Wolves can travel 20 to 30 miles a day, and dispersing from a pack is common. It helps create new packs. But it’s rare for them to stray more than 60 miles from their home packs, wildlife officials say. Since 1992, about 10 wolves have been documented traveling over 190 miles in search of a mate, including forays into Utah and South Dakota. The actual number may be higher, though, since fewer than 30 percent of Northern Rockies wolves are fitted with collars that allow biologists to track them. None of those far-wandering wolves succeeded in breeding or forming packs.

“There are a lot of hazards out there,” says DOW spokesman Tyler Baskfield. “Those wolves were reintroduced in that area for a reason. That’s because there’s habitat there that they can make a living on, so to speak. You start crossing roads and highways and getting into developed areas and things quickly change.”

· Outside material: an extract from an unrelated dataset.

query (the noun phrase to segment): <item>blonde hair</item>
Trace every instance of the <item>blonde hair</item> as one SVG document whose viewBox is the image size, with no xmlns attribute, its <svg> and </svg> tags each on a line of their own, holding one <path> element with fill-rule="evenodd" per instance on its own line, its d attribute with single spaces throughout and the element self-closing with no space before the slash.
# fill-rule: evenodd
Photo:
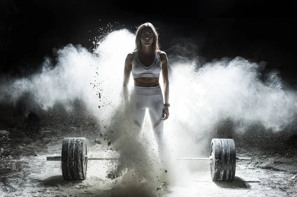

The Montana wolf’s GPS unit only offers a broad-brush of her journey. Much more detailed information remains locked in her collar. Like a James Bond gadget, it’s fitted with an electrical charge set to blast the collar off her neck after two years, when wildlife officers can track it down and download the rest of the information.

“Wolves are pretty amazing travelers,” Sime says. “It’s pretty neat to see with some of this new technology what animals do and where they go. I wish they had a better explanation for why.”

Additional information about this wolf will be reported in the U.S. Fish and Wildlife Service’s weekly reports. Potential wolf sightings may be reported to the DOW on its Web site.